À l'international, la Bourse de Tokyo a clôturé en forte baisse, enregistrant sa pire séance depuis avril, sous l'effet de ventes massives sur les valeurs liées à l'intelligence artificielle. Les craintes de valorisations excessives dans ce secteur ont provoqué une correction marquée à Wall Street durant la nuit.

Aux alentours de 9h30, l'indice Ftse Mib progressait de 0,4 %.

Le secteur bancaire est particulièrement recherché, avec un indice en hausse de 0,6 %. La meilleure performance revient à MPS, qui grimpe de 4,6 % après avoir publié un bénéfice net du troisième trimestre supérieur aux attentes et annoncé la présentation d'un nouveau plan industriel au cours du premier semestre 2026, à la suite de l'acquisition de MEDIOBANCA. Le titre de Piazzetta Cuccia rebondit également de 3,2 %, récupérant ainsi les pertes subies hier à la suite des résultats trimestriels.

Parmi les grandes capitalisations, UNICREDIT se maintient à +0,4 % et INTESA à +0,6 %. BANCO BPM reste stable après la publication, hier, d'un bénéfice net supérieur aux prévisions.

BANCA PROFILO gagne 2,8 % après la publication de ses résultats et la mise à jour de son plan industriel.

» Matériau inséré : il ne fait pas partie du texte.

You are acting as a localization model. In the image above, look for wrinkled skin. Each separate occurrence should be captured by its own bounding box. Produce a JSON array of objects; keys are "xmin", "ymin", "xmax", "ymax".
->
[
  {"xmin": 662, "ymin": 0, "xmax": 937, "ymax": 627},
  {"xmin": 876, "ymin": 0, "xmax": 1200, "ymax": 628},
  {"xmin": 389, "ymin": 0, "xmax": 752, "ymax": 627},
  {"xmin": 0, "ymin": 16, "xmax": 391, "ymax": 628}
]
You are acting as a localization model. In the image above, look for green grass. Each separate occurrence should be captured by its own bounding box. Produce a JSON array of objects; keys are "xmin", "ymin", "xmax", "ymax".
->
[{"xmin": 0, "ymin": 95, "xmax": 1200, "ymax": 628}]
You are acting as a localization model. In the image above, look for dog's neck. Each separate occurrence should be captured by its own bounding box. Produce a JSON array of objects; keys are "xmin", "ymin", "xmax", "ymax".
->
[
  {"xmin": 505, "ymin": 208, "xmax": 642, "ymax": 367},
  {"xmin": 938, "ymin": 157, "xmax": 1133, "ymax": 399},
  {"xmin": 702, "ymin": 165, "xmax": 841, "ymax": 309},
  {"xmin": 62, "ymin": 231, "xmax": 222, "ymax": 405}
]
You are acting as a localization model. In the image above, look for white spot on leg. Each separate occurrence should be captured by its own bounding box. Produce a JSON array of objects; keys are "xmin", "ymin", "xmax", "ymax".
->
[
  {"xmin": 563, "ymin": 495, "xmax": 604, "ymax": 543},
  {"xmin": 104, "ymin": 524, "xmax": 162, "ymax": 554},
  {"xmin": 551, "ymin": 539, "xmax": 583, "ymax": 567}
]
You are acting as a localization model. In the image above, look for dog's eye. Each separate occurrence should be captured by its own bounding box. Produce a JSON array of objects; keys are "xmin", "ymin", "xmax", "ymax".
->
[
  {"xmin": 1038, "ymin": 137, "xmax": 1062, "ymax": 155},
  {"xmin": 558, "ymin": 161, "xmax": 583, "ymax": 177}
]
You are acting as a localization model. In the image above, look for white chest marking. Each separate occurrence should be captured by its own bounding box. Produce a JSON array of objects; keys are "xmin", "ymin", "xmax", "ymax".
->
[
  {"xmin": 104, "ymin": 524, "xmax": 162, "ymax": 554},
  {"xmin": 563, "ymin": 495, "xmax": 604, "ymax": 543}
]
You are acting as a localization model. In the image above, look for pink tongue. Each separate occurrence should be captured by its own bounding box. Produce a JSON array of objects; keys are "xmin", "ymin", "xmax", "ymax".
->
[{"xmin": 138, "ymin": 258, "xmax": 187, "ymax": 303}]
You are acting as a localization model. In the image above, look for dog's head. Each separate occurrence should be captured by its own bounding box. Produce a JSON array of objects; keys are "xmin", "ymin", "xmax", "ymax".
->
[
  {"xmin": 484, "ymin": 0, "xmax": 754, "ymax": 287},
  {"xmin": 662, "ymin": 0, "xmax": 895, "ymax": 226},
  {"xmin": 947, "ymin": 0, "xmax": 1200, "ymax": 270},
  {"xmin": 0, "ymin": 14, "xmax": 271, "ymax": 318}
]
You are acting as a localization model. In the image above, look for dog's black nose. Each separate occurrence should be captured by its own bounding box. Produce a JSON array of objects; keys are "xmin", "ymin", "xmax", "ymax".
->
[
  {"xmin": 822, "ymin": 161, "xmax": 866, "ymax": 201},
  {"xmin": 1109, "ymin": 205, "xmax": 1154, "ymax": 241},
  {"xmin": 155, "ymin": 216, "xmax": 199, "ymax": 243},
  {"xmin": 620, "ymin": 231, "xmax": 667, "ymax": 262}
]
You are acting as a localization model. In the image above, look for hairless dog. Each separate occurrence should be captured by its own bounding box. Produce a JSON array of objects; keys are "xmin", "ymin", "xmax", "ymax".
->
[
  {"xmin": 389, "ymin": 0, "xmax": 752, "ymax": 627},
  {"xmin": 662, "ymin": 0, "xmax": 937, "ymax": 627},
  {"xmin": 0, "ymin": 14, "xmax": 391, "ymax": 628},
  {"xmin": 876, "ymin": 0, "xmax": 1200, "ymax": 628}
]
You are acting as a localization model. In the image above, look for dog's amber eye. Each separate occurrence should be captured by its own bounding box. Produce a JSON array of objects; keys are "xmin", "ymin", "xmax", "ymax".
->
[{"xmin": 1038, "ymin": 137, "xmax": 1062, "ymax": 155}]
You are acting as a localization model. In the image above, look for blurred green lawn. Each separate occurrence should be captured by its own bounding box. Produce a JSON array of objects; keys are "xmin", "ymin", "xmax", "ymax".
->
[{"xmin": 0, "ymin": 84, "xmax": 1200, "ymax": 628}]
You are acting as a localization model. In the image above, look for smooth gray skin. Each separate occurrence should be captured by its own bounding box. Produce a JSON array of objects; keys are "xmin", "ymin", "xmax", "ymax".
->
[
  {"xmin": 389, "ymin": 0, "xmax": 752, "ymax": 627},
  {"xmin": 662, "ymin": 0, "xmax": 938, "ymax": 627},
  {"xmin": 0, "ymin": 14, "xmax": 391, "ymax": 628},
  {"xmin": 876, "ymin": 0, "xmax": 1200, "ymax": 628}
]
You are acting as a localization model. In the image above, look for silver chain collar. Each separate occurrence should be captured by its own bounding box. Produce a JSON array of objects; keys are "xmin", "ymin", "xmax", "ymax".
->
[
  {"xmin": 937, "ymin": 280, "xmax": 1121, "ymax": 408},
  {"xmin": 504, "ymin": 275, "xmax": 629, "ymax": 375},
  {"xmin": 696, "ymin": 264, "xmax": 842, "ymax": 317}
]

DIASORIN reste stable après la chute de 18,7 % enregistrée hier, pénalisée par des résultats du troisième trimestre inférieurs aux attentes et par la révision à la baisse de ses prévisions annuelles, dans un contexte difficile pour les sociétés européennes de diagnostic, après la dégringolade de sa rivale Biomerieux. Deutsche Bank a abaissé sa recommandation de « acheter » à « conserver », avec un objectif de cours ramené à 71 euros contre 109 précédemment.

Le rallye du secteur du luxe se poursuit, mené par SALVATORE FERRAGAMO qui progresse de 3,8 % et entraîne MONCLER à +3,10 % et SAFILO à +2,6 % dans son sillage.

LEONARDO reste délaissée, en baisse de 0,5 %, tout comme PRYSMIAN qui recule de 0,7 %.